Opmerking: Als je een nieuw brandpunt aanmaakt door op het object te tikken waarop al is scherpgesteld (aangeduid met gele vierkante haken), veranderen de haken in een geel kader en verschijnt de tekst 'AF-trackingsvergrendeling'. Zie De scherpstelling vergrendelen op een getraceerd object.
De scherpstelling vergrendelen op een getraceerd object
Wanneer je een opname in de Film-modus maakt op een iPhone, stelt de Camera-app automatisch scherp op het object waarop je waarschijnlijk wilt scherpstellen. Je kunt echter zelf bepalen op welk getraceerd object je de scherpstelling wilt vergrendelen, zodat de scherpstelling op het door jou geselecteerde object gericht blijft als de objecten in het fragment bewegen. Je doet dit met de AF-trackingsvergrendeling.
Open het project in de iMovie-app op je iPhone en tik vervolgens op het filmfragment dat je wilt aanpassen.
Tik op de filmknop onder in het scherm als de filmregelaars nog niet worden weergegeven.
Voer een van de volgende stappen uit:
Het brandpunt vergrendelen op het object waarop is scherpgesteld: Tik op het object in het weergavevenster.
Het brandpunt vergrendelen op een object waarop niet is scherpgesteld: Tik op het object in het weergavevenster zodat er gele vierkante haken rond het object verschijnen. Tik vervolgens opnieuw op het object.
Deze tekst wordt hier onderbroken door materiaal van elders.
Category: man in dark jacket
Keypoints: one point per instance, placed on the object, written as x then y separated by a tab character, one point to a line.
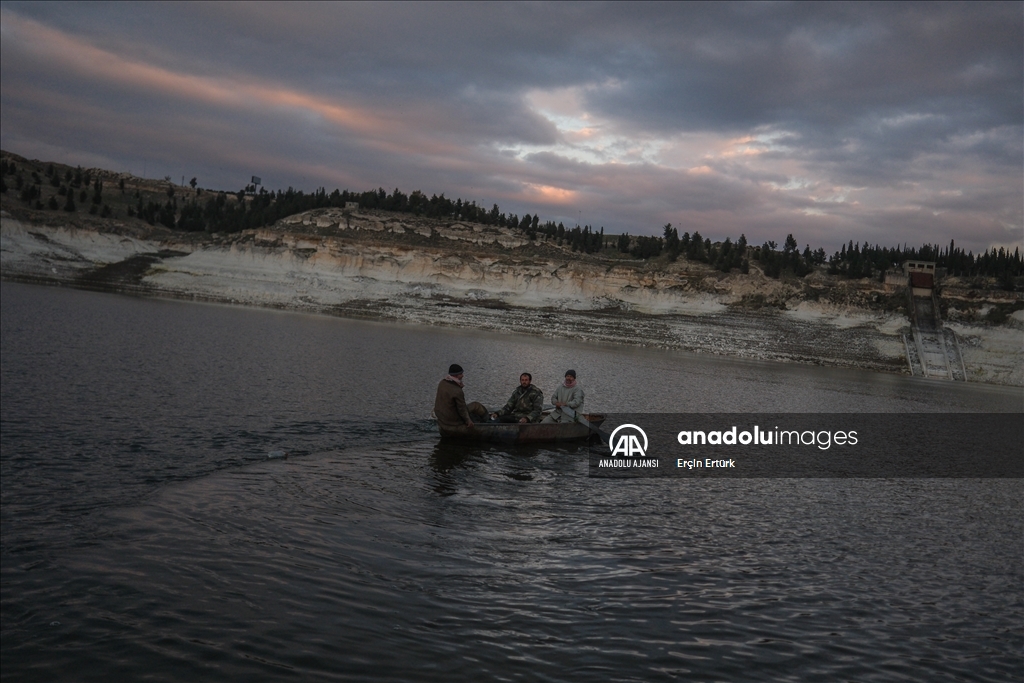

De gele vierkante haken rond het object waarop is scherpgesteld veranderen in een geel kader, waarmee wordt aangegeven dat AF-trackingsvergrendeling is ingeschakeld. De scherpstelling blijft op het object gericht tot het volgende handmatige brandpunt of het einde van het fragment.
Om AF-trackingsvergrendeling uit te schakelen, tik je op het gele kader.
De scherpstelling vergrendelen op een punt in de video
Je kunt de scherpstelling niet alleen op getraceerde objecten, maar op elk punt in de video vergrendelen. Dit wordt AF-vergrendeling genoemd. Stel dat je de scherpstelling wilt vergrendelen op een bepaald gebied in je video dat tussen de voorgrond en de achtergrond ligt (het middengebied), zodat een onscherp onderwerp uit de achtergrond scherper wordt als het in het middengebied komt en vervolgens weer onscherper wordt als het dichter bij de camera komt (de voorgrond).
Open het project in de iMovie-app op je iPhone en tik vervolgens op het filmfragment dat je wilt aanpassen.
Tik op de filmknop onder in het scherm als de filmregelaars nog niet worden weergegeven.
Tik in het weergavevenster op een object dat niet wordt getraceerd.
Een klein geel kader met streepjes in het weergavevenster geeft aan dat AF-vergrendeling is ingeschakeld, en er wordt een handmatig (geel) brandpunt aangemaakt in de tijdbalk. De scherpstelling blijft op het geselecteerde object of gebied gericht tot het volgende handmatige brandpunt of het einde van het fragment.
Om AF-vergrendeling uit te schakelen, tik je op het gele kader.
Een handmatig (geel) brandpunt verwijderen
Open het project in de iMovie-app op je iPhone en tik vervolgens op het filmfragment dat je wilt aanpassen.
Tik op de filmknop onder in het scherm als de filmregelaars nog niet worden weergegeven.
Tik op een geel brandpunt onder het fragment in de tijdbalk.
Tik op de verwijderknop (prullenmand) die boven het filmfragment in de tijdbalk verschijnt.
Alle handmatige brandpunten opnieuw instellen
Open het project in de iMovie-app op je iPhone en tik vervolgens op het filmfragment dat je wilt aanpassen.
Tik op de filmknop onder in het scherm als de filmregelaars nog niet worden weergegeven.
Tik op 'Herstel' rechtsboven de schuifknop.
Alle aanpassingen in de scherptediepte en handmatige (gele) brandpunten die in iMovie zijn aangemaakt, verdwijnen uit de tijdbalk. De automatische (witte) brandpunten en alle handmatige (gele) brandpunten die in de Camera-app zijn aangemaakt, blijven staan.
Opmerking: Als je de videosnelheid aanpast van een filmfragment, kun je de filmeffecten ervan niet meer bewerken.